SethTisue · February 22, 2018, 6:10pm

summary of current situation:

old PRs should be rebased
/rebuild doesn’t seem to be necessary anymore (after rebasing)
PR validation snapshots are being published successfully (enabling e.g. running the community build against a PR)
but /synch, to get a successful result reflected on the PR page, is still usually (always?) necessary. the cause is elusive

NthPortal · March 3, 2018, 4:59am

Builds seem to stall (with maybe >= 10% of the time, from my experience?), usually in the middle of running ScalaCheck tests.

An example is this build, for scala/scala#6360 (which I won’t rebuild yet, in case it’s helpful for debugging).

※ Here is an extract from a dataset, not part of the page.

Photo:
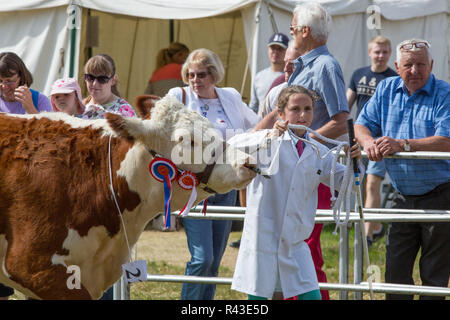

adriaanm · March 4, 2018, 8:25pm

Thanks for reporting! Tracking here: https://github.com/scala/scala-jenkins-infra/issues/249
I’ve noticed other jobs taking a long time to complete, but no deadlocks so far… No idea, maybe the increased parallelism is revealing some underlying bugs?

adriaanm · March 4, 2018, 8:28pm

In other news, I finally figured out why Scabot wasn’t (always) reporting job completion. The jenkins notification plugin had started sending notifications that exceeded (300k JSON blobs!) the default play entity length limit (100kb), so the request never made it to my code that was logging incoming JSON. Should be resolved now.